1.
To understand the answer to your first question, we first need to understand what mutual information is and how it is different from conditional mutual information.
For random variables $X$ and $Y$ with distributions $P_{X}$ and $P_{Y}$ respectively, mutual information $I(X; Y)$ is a measure of independence between $P_{X}$ and $P_{Y}$, defined as the KL-divergence between the joint distribution $P_{(X, Y)}$ and the product of marginals $P_{X} \otimes P_{Y}$ as follows:
$$
I(X; Y) = D_{KL}(P_{(X, Y)} || P_{X} \otimes P_{Y}).
$$
If $P_{(X, Y)} = P_{X} \otimes P_{Y}$ then then $X$ and $Y$ are independent and hence $I(X; Y) = 0$ and the same goes from the other direction. In other words, $I(X; Y)$ measures the amount of information about $X$ we get after observing $Y$ and vice-versa.
Now let $Z$ be some other random variable with distribution $P_{Z}$. Suppose we have observed $Z = z$. Conditionally on this new information, the mutual information between $X$ and $Y$ may have changed. For example, if $Z = (X, Y)$, then observing $X$ does not provide any new information about $Y$, since all of it is already contained in the random variable $Z$.
To account for this new information, we can compute a refined measure of independence between the distributions of $X$ and $Y$. In particular, we can let $P_{X \mid Z=z}$ and $P_{Y \mid Z = z}$ denote the distribution of $X$ and $Y$ conditionally on $Z = z$ and let
$$
I(X;Y \mid Z = z) = D_{KL}(P_{(X, Y) \mid Z = z} || P_{X \mid Z=z} \otimes P_{Y \mid Z=z}).
$$
With the above notation at hand, we can now say what the difference between
$I(X;Y \mid Z)$ and $I(X;Y \mid Z = z)$ is.

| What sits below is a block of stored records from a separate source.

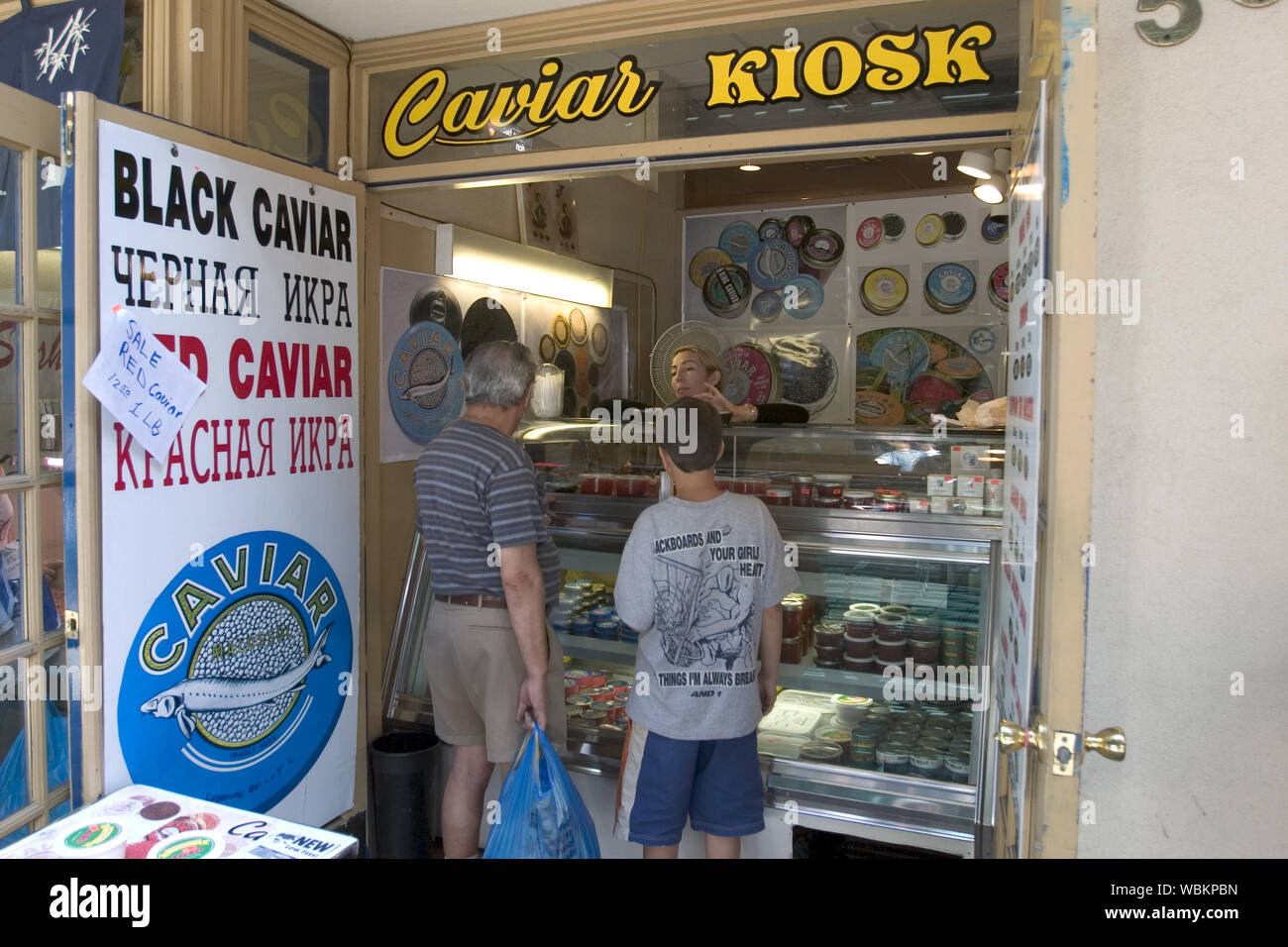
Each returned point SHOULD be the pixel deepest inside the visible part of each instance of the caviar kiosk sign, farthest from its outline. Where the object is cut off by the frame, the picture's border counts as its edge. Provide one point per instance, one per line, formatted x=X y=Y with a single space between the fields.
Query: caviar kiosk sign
x=231 y=564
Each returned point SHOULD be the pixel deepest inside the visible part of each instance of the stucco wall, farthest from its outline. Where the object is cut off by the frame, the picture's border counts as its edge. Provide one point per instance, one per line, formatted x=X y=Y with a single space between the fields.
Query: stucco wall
x=1189 y=523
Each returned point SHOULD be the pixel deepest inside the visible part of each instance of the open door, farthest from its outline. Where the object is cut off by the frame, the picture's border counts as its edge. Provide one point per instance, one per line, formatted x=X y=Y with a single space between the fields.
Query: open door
x=1047 y=551
x=35 y=764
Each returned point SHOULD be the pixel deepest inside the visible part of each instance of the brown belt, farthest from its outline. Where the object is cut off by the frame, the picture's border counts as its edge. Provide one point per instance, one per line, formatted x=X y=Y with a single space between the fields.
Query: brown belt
x=475 y=600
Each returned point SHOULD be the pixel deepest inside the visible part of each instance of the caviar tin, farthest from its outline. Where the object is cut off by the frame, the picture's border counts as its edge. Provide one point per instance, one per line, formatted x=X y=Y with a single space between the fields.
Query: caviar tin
x=798 y=228
x=870 y=234
x=803 y=296
x=859 y=647
x=892 y=648
x=954 y=224
x=958 y=770
x=926 y=766
x=858 y=499
x=767 y=305
x=930 y=230
x=738 y=239
x=850 y=711
x=829 y=634
x=828 y=654
x=819 y=253
x=893 y=227
x=726 y=291
x=999 y=290
x=803 y=489
x=704 y=261
x=772 y=263
x=820 y=751
x=859 y=622
x=995 y=228
x=949 y=287
x=893 y=761
x=877 y=407
x=884 y=291
x=859 y=665
x=772 y=228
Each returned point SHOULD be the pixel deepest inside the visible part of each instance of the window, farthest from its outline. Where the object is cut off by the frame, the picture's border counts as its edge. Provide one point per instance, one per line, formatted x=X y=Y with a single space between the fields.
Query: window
x=288 y=103
x=34 y=674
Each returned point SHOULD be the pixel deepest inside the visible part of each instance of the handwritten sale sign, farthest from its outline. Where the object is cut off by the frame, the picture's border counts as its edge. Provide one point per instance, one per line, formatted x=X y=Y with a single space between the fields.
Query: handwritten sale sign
x=143 y=384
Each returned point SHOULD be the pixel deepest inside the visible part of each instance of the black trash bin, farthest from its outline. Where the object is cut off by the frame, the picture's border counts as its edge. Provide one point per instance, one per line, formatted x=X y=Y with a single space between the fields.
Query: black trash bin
x=400 y=796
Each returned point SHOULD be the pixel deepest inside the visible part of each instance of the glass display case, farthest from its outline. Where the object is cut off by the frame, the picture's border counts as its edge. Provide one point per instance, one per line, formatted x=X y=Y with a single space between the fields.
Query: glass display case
x=880 y=723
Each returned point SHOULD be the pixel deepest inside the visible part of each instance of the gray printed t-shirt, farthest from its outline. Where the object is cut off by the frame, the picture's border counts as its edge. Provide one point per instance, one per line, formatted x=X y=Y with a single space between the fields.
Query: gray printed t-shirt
x=695 y=579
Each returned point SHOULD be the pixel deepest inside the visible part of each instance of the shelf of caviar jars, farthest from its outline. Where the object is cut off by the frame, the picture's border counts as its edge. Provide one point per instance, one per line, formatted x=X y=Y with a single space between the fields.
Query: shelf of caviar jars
x=870 y=637
x=927 y=740
x=585 y=609
x=595 y=698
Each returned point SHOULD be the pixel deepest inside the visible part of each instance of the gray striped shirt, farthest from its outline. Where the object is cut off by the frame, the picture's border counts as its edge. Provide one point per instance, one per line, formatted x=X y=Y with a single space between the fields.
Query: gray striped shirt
x=475 y=486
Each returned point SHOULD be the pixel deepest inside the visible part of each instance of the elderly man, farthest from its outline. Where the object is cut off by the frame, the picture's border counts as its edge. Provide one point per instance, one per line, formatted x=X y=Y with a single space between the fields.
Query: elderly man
x=488 y=647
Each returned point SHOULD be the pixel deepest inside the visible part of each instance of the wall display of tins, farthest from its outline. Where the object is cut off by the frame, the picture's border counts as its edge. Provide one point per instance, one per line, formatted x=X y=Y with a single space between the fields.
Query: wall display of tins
x=758 y=265
x=428 y=326
x=906 y=373
x=588 y=343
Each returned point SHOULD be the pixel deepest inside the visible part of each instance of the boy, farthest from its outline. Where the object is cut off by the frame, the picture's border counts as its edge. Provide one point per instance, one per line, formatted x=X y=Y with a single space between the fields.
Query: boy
x=700 y=579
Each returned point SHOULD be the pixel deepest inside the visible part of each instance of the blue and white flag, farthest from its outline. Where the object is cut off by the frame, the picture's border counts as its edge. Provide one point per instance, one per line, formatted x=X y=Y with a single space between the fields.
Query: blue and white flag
x=73 y=47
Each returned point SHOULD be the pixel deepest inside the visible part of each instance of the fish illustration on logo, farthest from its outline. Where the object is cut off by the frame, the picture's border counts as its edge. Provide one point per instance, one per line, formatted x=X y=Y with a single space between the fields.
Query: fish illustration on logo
x=240 y=672
x=214 y=694
x=425 y=381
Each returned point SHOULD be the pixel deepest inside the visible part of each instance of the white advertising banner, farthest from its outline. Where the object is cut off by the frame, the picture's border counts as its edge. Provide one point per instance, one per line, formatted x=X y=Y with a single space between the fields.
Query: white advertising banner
x=1013 y=660
x=231 y=573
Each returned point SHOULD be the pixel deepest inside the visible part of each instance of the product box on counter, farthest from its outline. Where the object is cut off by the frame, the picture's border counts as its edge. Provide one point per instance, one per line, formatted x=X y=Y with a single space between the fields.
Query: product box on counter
x=149 y=822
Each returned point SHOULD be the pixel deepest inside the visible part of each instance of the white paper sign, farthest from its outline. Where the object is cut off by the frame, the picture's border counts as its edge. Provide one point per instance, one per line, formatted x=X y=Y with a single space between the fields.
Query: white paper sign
x=142 y=384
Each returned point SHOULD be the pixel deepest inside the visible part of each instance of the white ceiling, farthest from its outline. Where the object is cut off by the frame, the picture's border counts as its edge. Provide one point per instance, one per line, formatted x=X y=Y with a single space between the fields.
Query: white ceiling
x=374 y=20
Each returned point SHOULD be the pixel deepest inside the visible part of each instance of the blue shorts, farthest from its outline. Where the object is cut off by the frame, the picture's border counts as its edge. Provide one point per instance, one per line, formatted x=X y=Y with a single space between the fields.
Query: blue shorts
x=712 y=783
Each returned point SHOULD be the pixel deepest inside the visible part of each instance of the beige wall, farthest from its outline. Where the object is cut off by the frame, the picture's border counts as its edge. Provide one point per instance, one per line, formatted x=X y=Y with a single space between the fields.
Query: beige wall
x=1188 y=521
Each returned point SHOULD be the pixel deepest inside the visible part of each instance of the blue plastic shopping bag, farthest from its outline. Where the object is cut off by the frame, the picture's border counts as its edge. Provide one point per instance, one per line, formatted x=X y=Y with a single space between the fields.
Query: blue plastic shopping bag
x=541 y=813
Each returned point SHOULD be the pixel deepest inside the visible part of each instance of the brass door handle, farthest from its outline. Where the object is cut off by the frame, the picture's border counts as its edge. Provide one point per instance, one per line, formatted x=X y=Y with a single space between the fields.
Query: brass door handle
x=1013 y=736
x=1067 y=749
x=1111 y=744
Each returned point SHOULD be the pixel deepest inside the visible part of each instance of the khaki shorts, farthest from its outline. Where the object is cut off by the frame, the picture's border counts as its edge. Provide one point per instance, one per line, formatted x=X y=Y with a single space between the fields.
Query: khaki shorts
x=475 y=669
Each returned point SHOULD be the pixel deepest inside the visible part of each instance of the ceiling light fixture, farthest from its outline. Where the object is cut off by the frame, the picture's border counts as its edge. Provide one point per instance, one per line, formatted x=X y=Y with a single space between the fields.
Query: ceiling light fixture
x=977 y=163
x=992 y=189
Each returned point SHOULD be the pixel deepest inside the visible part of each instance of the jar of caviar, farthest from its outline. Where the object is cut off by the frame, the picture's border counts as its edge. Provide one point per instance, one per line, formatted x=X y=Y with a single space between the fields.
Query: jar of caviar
x=778 y=496
x=829 y=489
x=858 y=499
x=803 y=489
x=892 y=500
x=794 y=612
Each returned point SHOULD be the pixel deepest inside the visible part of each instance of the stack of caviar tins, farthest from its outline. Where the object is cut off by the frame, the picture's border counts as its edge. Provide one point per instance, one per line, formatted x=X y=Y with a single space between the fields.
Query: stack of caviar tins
x=927 y=740
x=572 y=613
x=596 y=698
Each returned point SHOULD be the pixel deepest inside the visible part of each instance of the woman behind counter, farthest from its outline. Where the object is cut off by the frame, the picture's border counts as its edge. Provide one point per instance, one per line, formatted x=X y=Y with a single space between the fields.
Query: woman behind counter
x=696 y=372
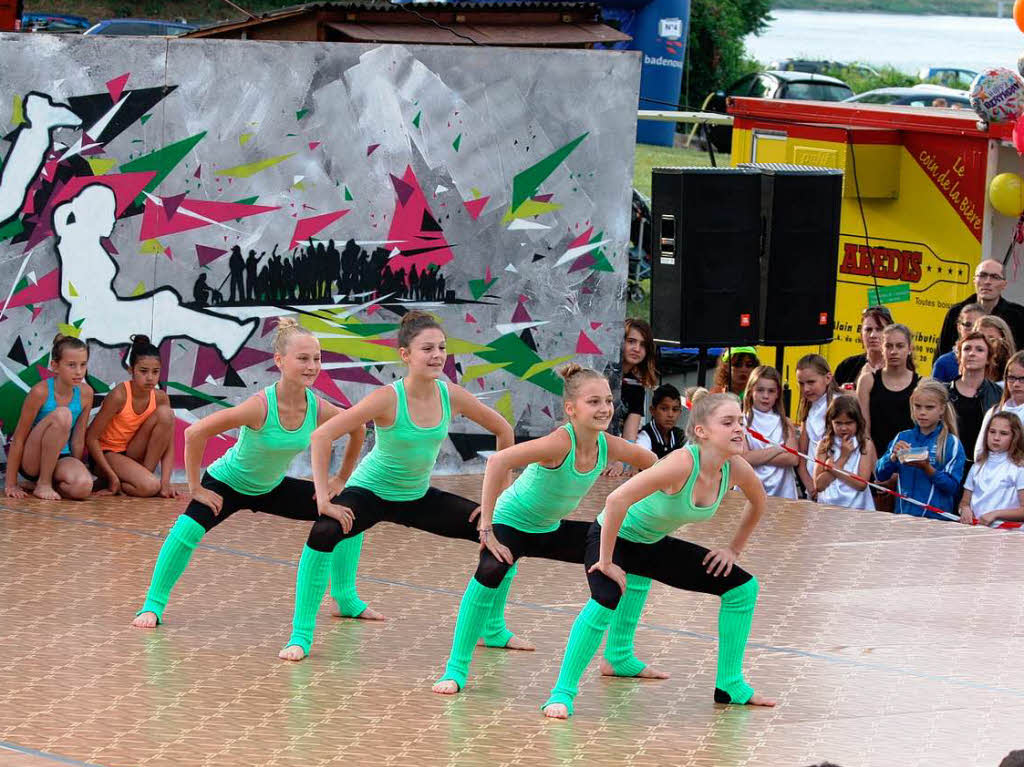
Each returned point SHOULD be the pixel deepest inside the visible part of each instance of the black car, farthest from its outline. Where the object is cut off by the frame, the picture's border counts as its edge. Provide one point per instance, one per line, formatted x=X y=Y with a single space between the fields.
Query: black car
x=773 y=84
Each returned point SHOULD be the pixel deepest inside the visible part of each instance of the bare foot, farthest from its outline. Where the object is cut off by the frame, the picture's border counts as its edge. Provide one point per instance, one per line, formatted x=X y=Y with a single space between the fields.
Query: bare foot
x=647 y=673
x=514 y=643
x=556 y=711
x=46 y=493
x=368 y=614
x=292 y=652
x=145 y=621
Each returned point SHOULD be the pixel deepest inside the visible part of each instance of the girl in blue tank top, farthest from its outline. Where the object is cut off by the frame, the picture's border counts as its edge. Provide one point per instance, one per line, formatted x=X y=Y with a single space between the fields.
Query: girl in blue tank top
x=273 y=427
x=48 y=444
x=632 y=536
x=392 y=481
x=528 y=518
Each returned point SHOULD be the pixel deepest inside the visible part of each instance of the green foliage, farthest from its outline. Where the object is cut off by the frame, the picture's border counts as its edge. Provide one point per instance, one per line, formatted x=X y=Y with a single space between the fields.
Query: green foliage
x=861 y=80
x=715 y=54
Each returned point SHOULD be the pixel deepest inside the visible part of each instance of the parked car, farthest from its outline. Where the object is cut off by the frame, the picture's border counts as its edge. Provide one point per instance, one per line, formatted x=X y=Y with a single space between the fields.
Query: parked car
x=919 y=95
x=820 y=67
x=139 y=27
x=53 y=23
x=952 y=77
x=773 y=84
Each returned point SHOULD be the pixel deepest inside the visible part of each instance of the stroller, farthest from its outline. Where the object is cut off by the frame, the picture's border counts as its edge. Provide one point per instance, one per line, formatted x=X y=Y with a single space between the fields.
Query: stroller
x=640 y=242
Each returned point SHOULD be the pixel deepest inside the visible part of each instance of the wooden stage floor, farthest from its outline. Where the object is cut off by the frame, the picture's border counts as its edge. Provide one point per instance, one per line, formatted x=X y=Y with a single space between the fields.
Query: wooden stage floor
x=889 y=641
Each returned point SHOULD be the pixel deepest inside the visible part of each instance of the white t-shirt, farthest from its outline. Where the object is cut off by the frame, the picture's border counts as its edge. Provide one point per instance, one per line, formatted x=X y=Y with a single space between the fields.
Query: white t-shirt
x=814 y=425
x=994 y=484
x=778 y=480
x=1009 y=407
x=839 y=493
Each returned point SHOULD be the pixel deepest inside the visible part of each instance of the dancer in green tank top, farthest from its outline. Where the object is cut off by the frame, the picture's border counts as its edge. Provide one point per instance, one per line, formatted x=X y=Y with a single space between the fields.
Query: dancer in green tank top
x=528 y=519
x=392 y=482
x=631 y=536
x=274 y=426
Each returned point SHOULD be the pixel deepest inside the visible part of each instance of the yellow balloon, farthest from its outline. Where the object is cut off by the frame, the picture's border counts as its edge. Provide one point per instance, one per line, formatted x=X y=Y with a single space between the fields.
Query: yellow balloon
x=1007 y=194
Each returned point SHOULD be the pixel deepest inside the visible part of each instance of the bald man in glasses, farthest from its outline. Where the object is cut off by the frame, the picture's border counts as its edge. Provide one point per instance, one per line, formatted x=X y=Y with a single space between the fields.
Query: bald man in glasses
x=989 y=282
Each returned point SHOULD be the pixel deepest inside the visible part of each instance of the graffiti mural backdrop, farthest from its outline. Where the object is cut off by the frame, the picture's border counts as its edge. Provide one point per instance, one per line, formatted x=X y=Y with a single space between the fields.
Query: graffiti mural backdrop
x=194 y=190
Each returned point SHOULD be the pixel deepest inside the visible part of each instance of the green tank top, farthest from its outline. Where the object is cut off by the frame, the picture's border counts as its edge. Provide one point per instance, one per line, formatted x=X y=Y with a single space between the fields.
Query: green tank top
x=257 y=463
x=541 y=498
x=651 y=518
x=398 y=467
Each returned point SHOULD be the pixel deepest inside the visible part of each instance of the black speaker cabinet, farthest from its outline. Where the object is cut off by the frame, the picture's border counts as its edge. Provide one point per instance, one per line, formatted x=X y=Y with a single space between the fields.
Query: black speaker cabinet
x=744 y=255
x=706 y=269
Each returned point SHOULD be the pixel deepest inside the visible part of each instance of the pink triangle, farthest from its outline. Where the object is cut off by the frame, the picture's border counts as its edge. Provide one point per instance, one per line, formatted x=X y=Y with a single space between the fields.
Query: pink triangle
x=116 y=86
x=156 y=223
x=520 y=314
x=475 y=207
x=171 y=204
x=45 y=289
x=306 y=227
x=206 y=254
x=327 y=385
x=586 y=346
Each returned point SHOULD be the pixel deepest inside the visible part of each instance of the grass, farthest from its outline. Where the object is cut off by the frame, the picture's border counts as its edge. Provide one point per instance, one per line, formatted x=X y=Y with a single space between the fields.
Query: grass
x=648 y=157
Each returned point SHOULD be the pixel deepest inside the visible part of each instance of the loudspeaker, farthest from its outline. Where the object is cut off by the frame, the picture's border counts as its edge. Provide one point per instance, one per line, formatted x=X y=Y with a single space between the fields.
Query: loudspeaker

The former is formally a random-variable, while the latter is a number. The conditional mutual information is defined to be the expected value of $I(X;Y \mid Z)$ -- that is, what is the average measure of independence between $X$ and $Y$ after observing $Z$, which is typically denoted by the following rather unfortunate, overloaded notation:
$$
I(X;Y\mid Z) = \mathbb{E}_{z \sim P_{Z}} I(X;Y \mid Z = z).
$$
2.
Using the above notation $Z = \mathbf{H}$, hence the expectation is taken with respect to $\mathbf{H} \sim P_{\mathbf{H}}$. That is, the design matrix $\mathbf{H}$ is assumed to be random and follows distribution $P_{\mathbf{H}}$.
3.
$I(\mathbf{x}; \mathbf{y})$ and $I(\mathbf{x}; (\mathbf{y}, \mathbf{H}))$ have very different meanings! To appreciate the difference, consider a setting where $r = t$ and suppose that $\mathbf{H}$ is always invertible (that is, $P_{\mathbf{H}}$ is supported on a set of invertible square $t \times t$ matrices). Further, let the additive noise term $\mathbf{n}$ be always $0$. Then
\begin{align}
\tag{*}
\mathbf{y} &= \mathbf{Hx},\\
\mathbf{x} &= \mathbf{H^{-1}y}.
\end{align}
Hence, using the formulas you wrote down we have
$$
I(\mathbf{x}, (\mathbf{y}, \mathbf{H}))
= I(\mathbf{x}, \mathbf{y} \mid \mathbf{H})
$$
which means that $I(\mathbf{x}, (\mathbf{y}, \mathbf{H}))$ is large, because knowing $\mathbf{H}$ and one of $\mathbf{x}, \mathbf{y}$ the other one can be computed exactly using Equation (*) above.
On the other hand,
$$I(\mathbf{x};\mathbf{y})$$
is going to be small, because without the knowledge of $\mathbf{H}$, $\mathbf{x}$ says nothing about $\mathbf{y}$ and vice-versa.